It seems as if nothing is unattainable here. There are small "neighborhoods" entirely devoted to sequined wedding dresses or ornamental fountains or bedouin weaponry—new and old. There are streets with nothing but coffee sellers and tea merchants. There is a long avenue of spice stores displaying henna and galingale and aniseed.
Many of the souks are located exactly where they have been for hundreds of years, with the same family of store owners often serving the same family of customers they have served for generations. Tea shops and barber shops, carpet weavers and tile makers occupy storefronts near pocket-sized mosques and trim Greek Orthodox churches, all still in use. Every so often you glimpse the secret life of Damascus through an open doorway: women in long dresses laughing around a fountain; kids playing ball in a sunlit courtyard. These sudden images are like snapshots of another world. Here, in the blank-walled alleys, Damascenes seem to look away from the often harsh public sphere, to lead their lives in private, as they always have.

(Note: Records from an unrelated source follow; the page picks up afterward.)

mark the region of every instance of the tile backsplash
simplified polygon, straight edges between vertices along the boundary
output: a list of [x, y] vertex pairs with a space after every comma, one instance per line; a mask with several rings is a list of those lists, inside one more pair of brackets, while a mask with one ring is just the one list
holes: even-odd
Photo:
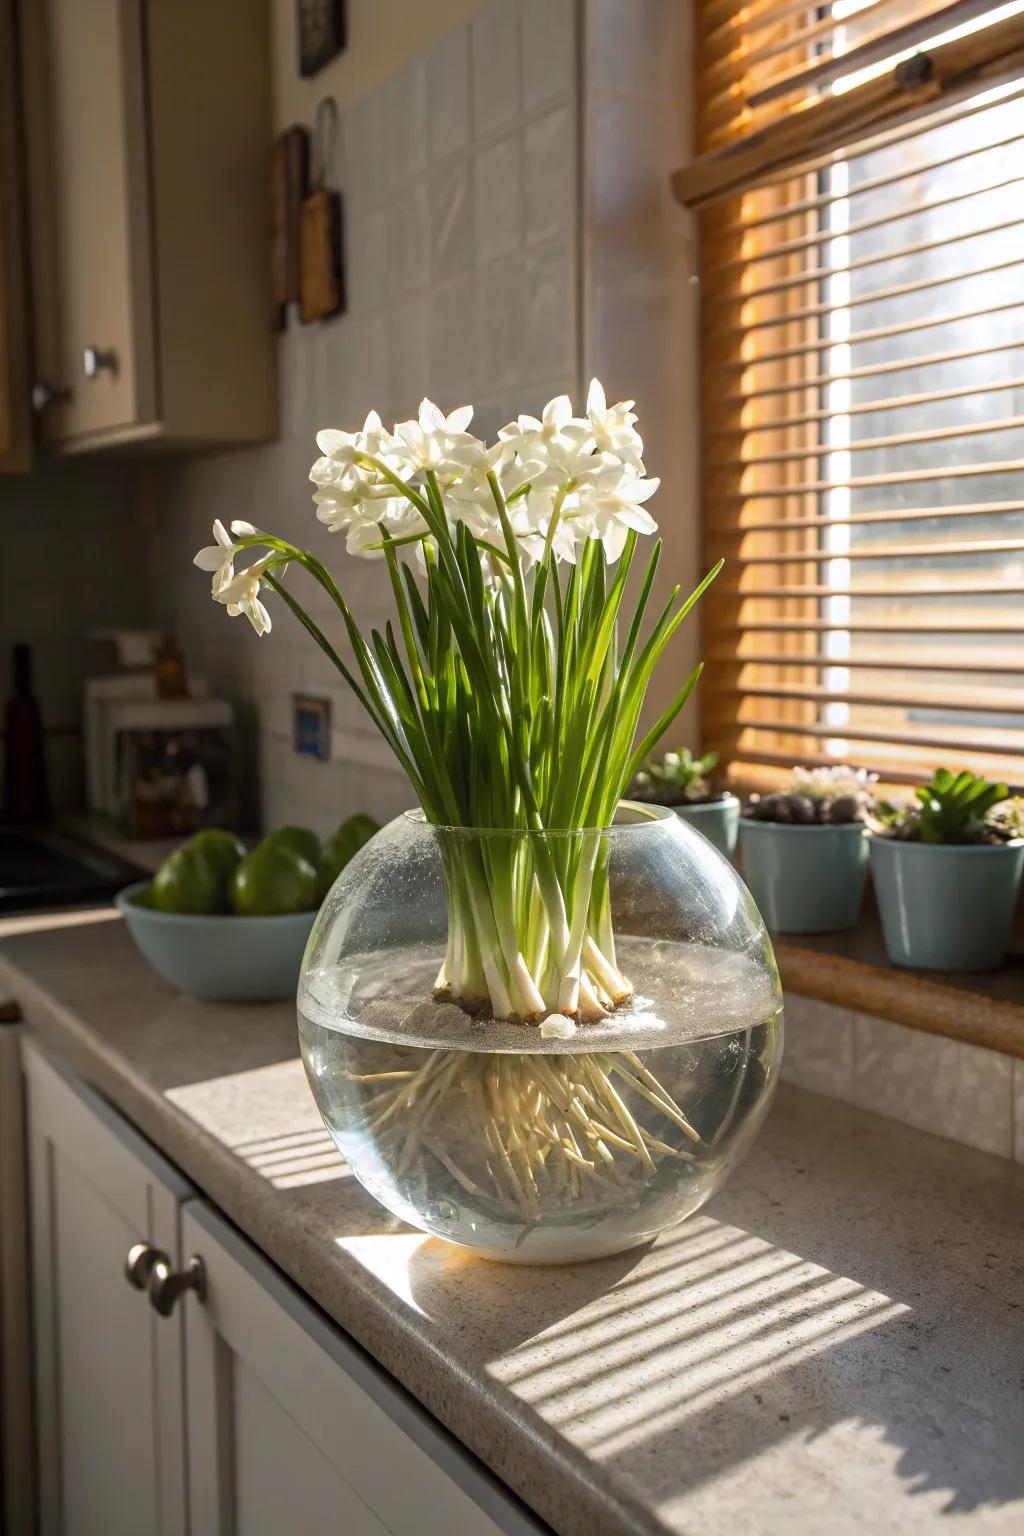
[[1024, 1060], [786, 993], [789, 1082], [1024, 1162]]
[[[210, 602], [191, 555], [216, 516], [322, 547], [306, 478], [320, 427], [349, 426], [371, 407], [402, 418], [428, 394], [447, 409], [472, 400], [475, 429], [488, 435], [517, 411], [578, 392], [577, 24], [573, 0], [498, 0], [342, 114], [334, 178], [348, 308], [318, 326], [290, 318], [280, 440], [146, 473], [161, 622], [239, 703], [250, 798], [258, 793], [268, 824], [327, 830], [355, 809], [384, 818], [412, 792], [281, 605], [273, 633], [257, 640]], [[360, 618], [385, 617], [383, 567], [349, 560], [340, 539], [329, 554]], [[328, 616], [318, 593], [310, 607]], [[298, 691], [331, 701], [327, 763], [292, 750]]]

AGAIN AND AGAIN I'M TOLD THAT TO "understand" Syria, I must visit the desert. One glance at a map confirms the logic of that advice. Damascus sits in the far southwest of the country, turned toward the Mediterranean just 50 miles away. Behind it, for hundreds of miles, is desert. Even on my detailed map, the rest of the country appears almost blindingly empty, though right in the middle is the ancient city of Palmyra and, farther north, the Euphrates. Across the endless rocky plains are communities barely affected by the political shifts in Damascus. The allure of this wilderness lies not only in the remnants of Syria's rich past, but also in the part of Syria that is less drawn to the West, more deeply linked to its Eastern roots.
From Homs, about 100 miles north of Damascus, the desert road runs straight east. There is little to break the monotony other than the occasional herd of sheep, or a bedouin emerging from his hide tent. Every so often I pass a cluster of traditional beehive houses and once, suddenly in the lee of a hill, a neat row of six tanks crouched like beetles in the sand.
Palmyra, which the Arabs call Tadmor, is a broad green swath. These days it makes a living from the tourists drawn to its Roman-era ruins and the little museum in the nondescript new town. It is also known as the site of Syria's most notorious jail, where countless political dissidents were imprisoned under Assad. Since his election, Bashar has released a few, though many see this merely as a token gesture.
Two thousand years ago, Palmyra was a boomtown. Caravans came from all over the East and took off again to Antioch, Damascus, and the Mediterranean. With their cut, Palmyrene traders built a city in their own image—one as flamboyant as Las Vegas.
If the bones of Palmyra are Roman, its essence is Persian. There are colonnaded streets here that once housed Eastern-style bazaars. Every column is fitted with brackets that hold the busts of local notables. The decorative floral motifs and bulging bunches of grapes testify to Palmyra's triumph over the desert.
Syrian pride in Palmyra appears to stem from more than the simple fact of its wondrous preservation. This is a country, after all, that is almost drowning in the leavings of past civilizations, from Bronze Age cities to Byzantine ghost towns. But Palmyra, despite its Roman influences, is Syrian through and through, right down to the faces of the dead in the Valley of the Tombs, just outside the city.
The tower tomb of a noble Palmyrene family may be as many as four stories high; each level is studded floor-to-ceiling with burial niches, some decorated with eerily lifelike busts of their occupants. Most of these likenesses have been removed to museums in Tadmor and Damascus. The remaining ones seem to suggest that if you are rich enough, you really can cheat death.
From Palmyra it's 150 more miles of desert to the next town, Dayr az Zawr. I drive the last half of the journey through a howling sandstorm that is still raging when I arrive. The few townspeople on the streets are hugging the buildings, mouths covered.
Once the fog clears, people reemerge to congregate by the immense, slow-moving Euphrates. Men stand knee-deep in the water holding fishing rods or sit in small boats, their lines hanging over the edge; boys take turns diving from a high bridge; and women in black chadors gaze silently over the emerald river as it steamrolls its way southward.
In the early morning I set out for Aleppo, 200 miles away. Everywhere, women in buttercup-yellow and bright-red dresses are making for the fields. Men follow in pickup trucks. The road runs for miles along the wide, fertile farmland by the Euphrates' banks. The desert lies just over the ridge.